New Exhibition opens in University Art Museum’s New Gallery

“Woman holding miniature camera,” 1949, by Andreas Feininger, and “Jackie Curtis,” 1974 by Andy Warhol, are both part of the “I’ll Be Your Mirror” exhibition.
“Woman holding miniature camera,” 1949, by Andreas Feininger, and “Jackie Curtis,” 1974 by Andy Warhol are both part of the “I’ll Be Your Mirror” exhibition.

ALBANY, N.Y. (July 29, 2021) — The University Art Museum’s new Collections Study Gallery opens Aug. 4 with its first exhibition, “I’ll Be Your Mirror,” featuring works from the museum collection and pieces on loan from artist Dave McKenzie.

The new exhibition space was created from a remodeled second-floor office while the museum was closed to the public during the Covid-19 pandemic. The gallery will offer a rotating schedule highlighting artworks from the museum’s Fine Art Collections in tandem with past exhibiting artists and/or emerging or established contemporary artists.

“I’ll Be Your Mirror,” which will be open through Dec. 11, includes works by Andreas Feininger, Katria Foster, Rachel Foullon, Jenny Kemp, Mary Ellen Mark, Dave McKenzie, Edward Steichen and Andy Warhol, along with pieces on loan from McKenzie, who had a solo show at the museum in 2017.

“Mirror” focuses on the questions of who we are, what we aspire to be, and what we hide or reveal through iconic celebrity portraits shown alongside equally compelling portraits of anonymous, everyday people, abstract painting, sculpture and video.

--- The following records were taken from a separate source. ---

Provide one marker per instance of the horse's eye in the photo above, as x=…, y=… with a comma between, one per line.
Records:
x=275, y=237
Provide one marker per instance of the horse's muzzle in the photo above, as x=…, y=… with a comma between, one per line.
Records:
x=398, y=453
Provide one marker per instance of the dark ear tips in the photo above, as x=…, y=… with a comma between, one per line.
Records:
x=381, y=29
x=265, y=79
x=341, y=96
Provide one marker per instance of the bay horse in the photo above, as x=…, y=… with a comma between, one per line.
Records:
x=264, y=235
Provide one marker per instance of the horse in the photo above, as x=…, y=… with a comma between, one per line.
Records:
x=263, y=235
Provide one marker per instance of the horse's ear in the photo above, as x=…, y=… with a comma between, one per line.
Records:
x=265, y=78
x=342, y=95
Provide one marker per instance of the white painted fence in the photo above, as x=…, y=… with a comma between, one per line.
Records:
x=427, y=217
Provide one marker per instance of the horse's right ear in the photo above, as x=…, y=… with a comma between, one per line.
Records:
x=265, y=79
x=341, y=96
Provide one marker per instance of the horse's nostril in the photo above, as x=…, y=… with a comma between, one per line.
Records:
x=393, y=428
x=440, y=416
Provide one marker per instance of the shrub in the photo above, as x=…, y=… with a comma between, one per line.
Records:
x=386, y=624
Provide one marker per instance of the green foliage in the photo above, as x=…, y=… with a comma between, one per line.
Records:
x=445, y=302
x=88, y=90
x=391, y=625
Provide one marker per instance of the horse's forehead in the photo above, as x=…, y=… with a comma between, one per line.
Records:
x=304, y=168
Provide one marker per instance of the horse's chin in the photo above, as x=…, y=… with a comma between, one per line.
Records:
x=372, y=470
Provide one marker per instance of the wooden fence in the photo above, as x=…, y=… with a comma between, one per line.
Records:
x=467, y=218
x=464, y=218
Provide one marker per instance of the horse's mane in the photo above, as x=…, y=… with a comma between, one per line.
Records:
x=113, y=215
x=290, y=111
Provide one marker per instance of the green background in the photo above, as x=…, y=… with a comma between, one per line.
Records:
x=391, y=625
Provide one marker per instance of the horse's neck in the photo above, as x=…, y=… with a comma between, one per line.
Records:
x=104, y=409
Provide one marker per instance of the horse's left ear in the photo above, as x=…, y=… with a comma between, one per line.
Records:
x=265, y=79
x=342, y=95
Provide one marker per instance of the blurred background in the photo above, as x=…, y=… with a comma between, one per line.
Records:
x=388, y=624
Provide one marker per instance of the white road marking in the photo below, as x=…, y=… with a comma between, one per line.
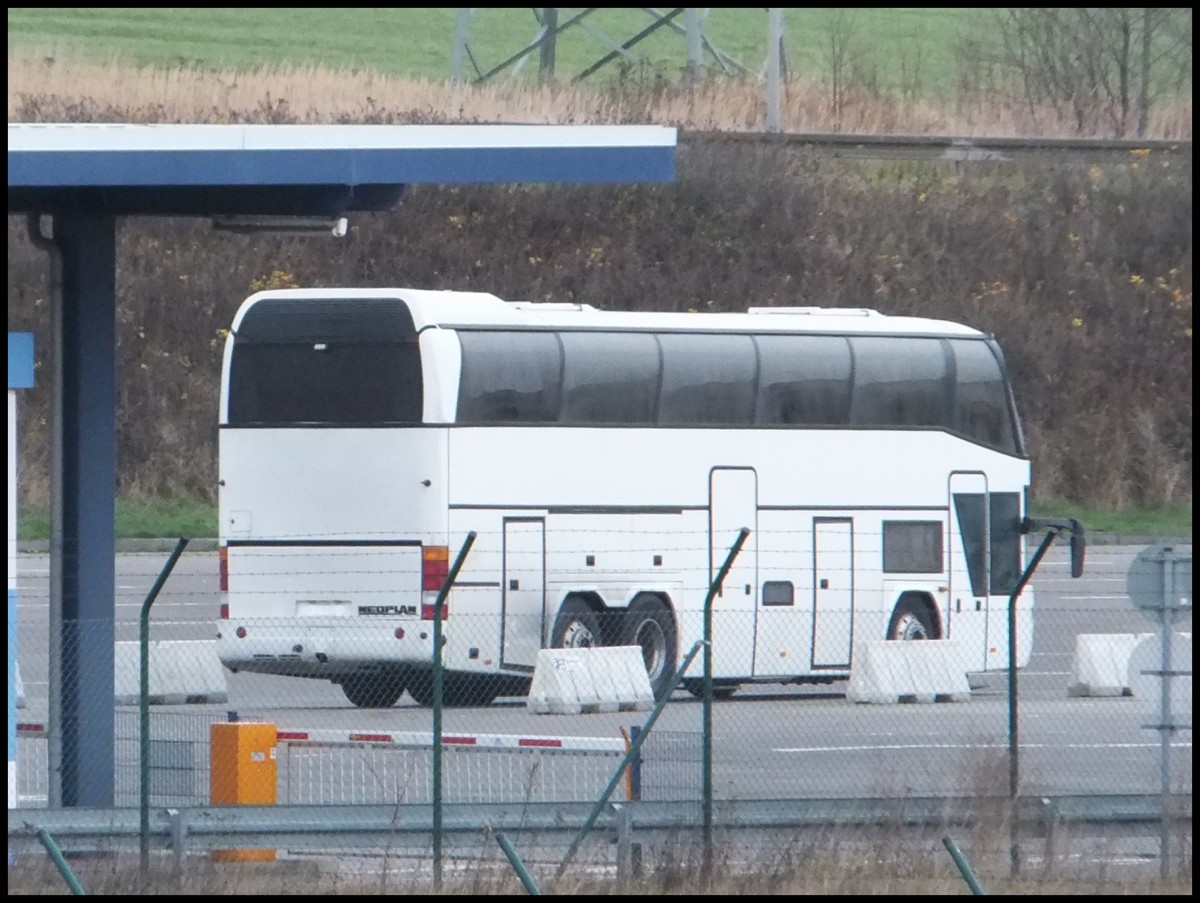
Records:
x=1175, y=745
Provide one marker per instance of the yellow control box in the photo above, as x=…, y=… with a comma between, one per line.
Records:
x=243, y=772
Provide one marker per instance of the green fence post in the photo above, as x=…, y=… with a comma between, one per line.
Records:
x=144, y=700
x=707, y=731
x=630, y=754
x=438, y=605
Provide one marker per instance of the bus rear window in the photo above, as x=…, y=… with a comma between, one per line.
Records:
x=337, y=362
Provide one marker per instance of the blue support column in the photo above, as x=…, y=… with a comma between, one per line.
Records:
x=21, y=376
x=83, y=579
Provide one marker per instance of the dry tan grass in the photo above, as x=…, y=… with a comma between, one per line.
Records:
x=313, y=95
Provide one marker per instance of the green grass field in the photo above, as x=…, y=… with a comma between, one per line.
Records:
x=895, y=43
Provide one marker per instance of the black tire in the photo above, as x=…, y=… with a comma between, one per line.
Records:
x=911, y=621
x=373, y=691
x=651, y=626
x=576, y=626
x=459, y=689
x=720, y=691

Andy Warhol is central to the exhibition, with portraits of celebrities, including Jackie Curtis, whose gender performing acting career began in East Village drag; Jackie Kennedy at her husband’s funeral, serialized in a blue lithograph that captures the feeling of a nation in mourning; and Elizabeth Taylor as Cleopatra, a work that raises questions about role-playing, as well as a series of Polaroids of an unknown woman. 

From Warhol, the exhibition extends both backward and forward in time. Classic portraits of actors Paul Robeson, Greta Garbo and Charlie Chaplain by Edward Steichen blur the line between acting persona and the self. Andreas Feininger’s 1949 photographs of people pointing their now-vintage cameras at his camera reflect their own time but also mirror today’s era of selfie-culture.

Dave McKenzie’s artwork returns to the Museum after his 2017 solo exhibition “An Intermission.” In one work, the arms and heads of seven women are reprinted onto an orange banner from a photograph that could have been taken at work, a party or a protest. A 2001 video captures the artist tracing the contours of an Andy Warhol portrait of Elizabeth Taylor on a steamy glass shower wall — an intimate space for reflecting on the artist’s identity within the artworld. This intimacy is echoed in Katria Foster’s photograph “Domestic Affair 6” in which an arm reaching out from a shower curtain is reflected in the vanity on the opposite side of the composition.

In 2018, the Museum unveiled its new Collections Study Space, a multi-purpose space designed to house more than 3,000 objects reflecting 50 years of modern and contemporary art – and make them accessible to students. The new Collection Study Gallery, as well as the Museum’s redesigned digital database, is a continuation of this mission.

Well/Being

In the Museum’s main space during the same time, Aug. 4 through Dec. 11, is “Well/Being: An Exhibition on Healing and Repair,” featuring artwork that addresses the complexities of daily life during the pandemic era. Twelve established and emerging artists and musicians present multi-disciplinary approaches to pandemic-related issues such as kinship, chronic illness, convalescence, intimacy, the emotional costs of caregiving, and various incarnations of love and community.

The works – by Panteha Abareshi, Sanford Biggers, Diedrick Brackens, Jeffrey Gibson, Tanja Hollander, Scott Keightley, Michelle Young Lee, Glendalys Medina, Amaryllis DeJesus Moleski, Emily Daggett Smith, Odessa Straub and Carrie Mae Weems – offer a response to the need for social and cultural spaces in which to pause, reflect and find solace. The exhibition includes new commissions, participatory workshops, performance and conversations to provide an environment in which visitors can experience forms of connection, resilience, action and hope in turbulent times.